Il padre del bambino inizia a inveire contro Bert, dicendo che ora – dopo il morso – suo figlio potrebbe esser stato infettato, una situazione che equivarrebbe all’omicidio. Gli punta anche il fucile, ma alla fine non spara. Il fatto è che Bert è colui che ha accidentalmente sparato a un escursionista infetto all’inizio del film e poi Paul (Rider Strong) lo ha ucciso con il fuoco. Un gesto piuttosto orribile anche se è stato accidentale, ma questa è la seconda volta che Bert viene accusato di aver ucciso qualcuno.
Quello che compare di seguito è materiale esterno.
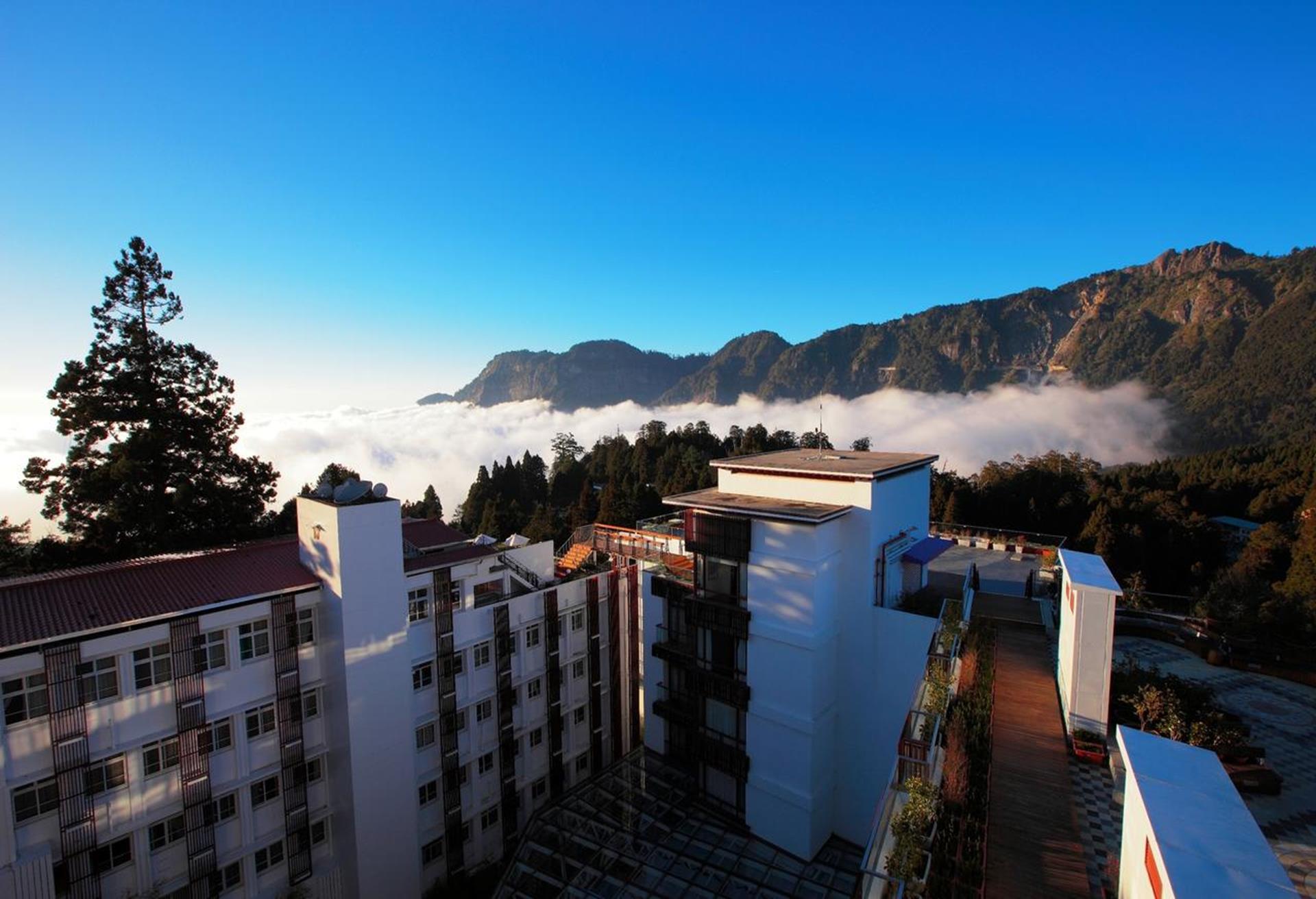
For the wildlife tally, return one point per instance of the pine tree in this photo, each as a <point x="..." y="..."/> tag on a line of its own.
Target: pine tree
<point x="151" y="465"/>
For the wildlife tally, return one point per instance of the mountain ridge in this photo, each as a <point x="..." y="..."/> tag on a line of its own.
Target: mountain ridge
<point x="1191" y="324"/>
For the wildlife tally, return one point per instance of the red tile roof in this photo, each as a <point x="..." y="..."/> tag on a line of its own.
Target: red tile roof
<point x="74" y="600"/>
<point x="430" y="533"/>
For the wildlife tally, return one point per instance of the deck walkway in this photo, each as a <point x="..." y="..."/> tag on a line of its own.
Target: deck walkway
<point x="1034" y="843"/>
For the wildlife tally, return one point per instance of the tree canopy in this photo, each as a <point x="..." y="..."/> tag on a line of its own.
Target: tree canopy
<point x="151" y="465"/>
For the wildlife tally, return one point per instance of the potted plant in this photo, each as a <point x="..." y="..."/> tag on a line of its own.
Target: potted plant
<point x="1088" y="746"/>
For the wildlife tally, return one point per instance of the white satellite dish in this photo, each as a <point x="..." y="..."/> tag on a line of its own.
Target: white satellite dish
<point x="350" y="491"/>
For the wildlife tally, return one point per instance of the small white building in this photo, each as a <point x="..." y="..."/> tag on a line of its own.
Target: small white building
<point x="1087" y="599"/>
<point x="1186" y="832"/>
<point x="782" y="673"/>
<point x="361" y="710"/>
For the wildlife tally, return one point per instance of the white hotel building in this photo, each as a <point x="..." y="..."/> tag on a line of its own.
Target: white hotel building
<point x="328" y="711"/>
Cabin Fever sicuramente gioca con gli stereotipi, con ogni personaggio che ricopre il ruolo ‘da slasher’ designato, ed è carico di violenza, momenti ‘schifosi’ e di sesso non troppo convenzionale. La cosa interessante, tuttavia, è che mentre molti dei protagonisti possono risultare insopportabili (proprio il già citato Bert è in cima alla lista …), sono comunque coerenti e per lo meno dotati di una qualche forma di sviluppo così che lo spettatore possa capirli. Anche il modo in cui vengono tratteggiati i redneck segue una traiettoria abbastanza classica , ma qui hanno un certo senso. Tuttavia, come ogni altra cosa nel film, viene portata all’estremo.
Quindi, mentre la rappresentazione degli abitanti del luogo come ottusi, ostili bifolchi è stata portata sul grande schermo almeno un milione di volte prima, in Cabin Fever, questi individui hanno un po’ ragione a comportarsi in un certo modo. La gran parte dei protagonisti è superficiale, non sono esseri umani esattamente fantastici, e non hanno assolutamente torto a diffidare di loro.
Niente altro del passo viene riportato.